8359110: Log accumulated GC and process CPU time upon VM exit #25779

JonasNorlinder · 2025-06-12T11:28:14Z

Add support to log CPU cost for GC during VM exit with -Xlog:gc.

[1.500s][info ][gc] GC CPU cost: 1.75%

Additionally, detailed information may be retrieved with -Xlog:gc=trace

[1.500s][trace][gc] Process CPU time: 4.945370s
[1.500s][trace][gc] GC CPU time: 0.086382s
[1.500s][info ][gc] GC CPU cost: 1.75%

Progress

Change must be properly reviewed (1 review required, with at least 1 Reviewer)
Change must not contain extraneous whitespace
Commit message must refer to an issue

Issue

JDK-8359110: Log accumulated GC and process CPU time upon VM exit (Enhancement - P4)

Reviewing

Using git

Checkout this PR locally:
$ git fetch https://git.openjdk.org/jdk.git pull/25779/head:pull/25779
$ git checkout pull/25779

Update a local copy of the PR:
$ git checkout pull/25779
$ git pull https://git.openjdk.org/jdk.git pull/25779/head

Using Skara CLI tools

Checkout this PR locally:
$ git pr checkout 25779

View PR using the GUI difftool:
$ git pr show -t 25779

Using diff file

Download this PR as a diff file:
https://git.openjdk.org/jdk/pull/25779.diff

Using Webrev

Link to Webrev Comment

JonasNorlinder · 2025-06-12T11:28:44Z

/label add hotspot-gc hotspot-runtime

bridgekeeper · 2025-06-12T11:29:01Z

👋 Welcome back JonasNorlinder!

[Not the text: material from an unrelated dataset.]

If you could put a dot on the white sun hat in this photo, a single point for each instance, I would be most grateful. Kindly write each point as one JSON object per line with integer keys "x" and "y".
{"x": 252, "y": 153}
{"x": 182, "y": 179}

A progress list of the required criteria for merging this PR into master will be added to the body of your pull request. There are additional pull request commands available for use with this pull request.

openjdk · 2025-06-12T11:29:49Z

❗ This change is not yet ready to be integrated.
See the Progress checklist in the description for automated requirements.

openjdk · 2025-06-12T11:30:20Z

@JonasNorlinder
The hotspot-gc label was successfully added.

The hotspot-runtime label was successfully added.

JonasNorlinder · 2025-06-12T12:28:59Z

This PR is ready for review

mlbridge · 2025-06-12T12:32:46Z

Webrevs

JonasNorlinder · 2025-06-12T13:30:58Z

Refactored code per @kstefanj suggestions

tschatzl · 2025-06-12T13:39:56Z

Fwiw, I would prefer to have one message containing all the information, and add the exit tag. This decreases clutter (timestamp and tags), and allows direct selection of that message.

src/hotspot/share/gc/g1/g1CollectedHeap.cpp

tschatzl · 2025-06-12T13:53:29Z

Fwiw, I would prefer to have one message containing all the information, and add the exit tag. This decreases clutter (timestamp and tags), and allows direct selection of that message.

Also reduces the amount of parsing needed in scripts etc. (I.e. three regexps vs. one). These three values are not really too much to digest for human readers.

Another problem seems to be the large amount of digits after the comma for the times; maybe use a different time scale (ms/us).

src/hotspot/share/gc/shared/collectedHeap.cpp

JonasNorlinder · 2025-06-12T14:38:14Z

Fwiw, I would prefer to have one message containing all the information, and add the exit tag. This decreases clutter (timestamp and tags), and allows direct selection of that message.

Thank you for sharing your concern. I'm OK with putting the CPU times currently in trace into the exit tag but I strongly believe we should keep the
[1.500s][info ][gc] GC CPU cost: 1.75% as is. I discussed the exit tag option with @kstefanj but I thought that hiding the nominal values in the trace level would suffice, but can change that if we think that is preferable. I think that exposing this number at -Xlog:gc-level may be an important tool for users to understand that they may running with too small heap. We expose a lot of way for users to understand the memory footprint, but not too much about the CPU footprint. Putting this number behind exit may increase the risk that the typical user will not discover it. Adding one line at the end while at the same time logging information about each GC cycle does not clutter the message log IMO.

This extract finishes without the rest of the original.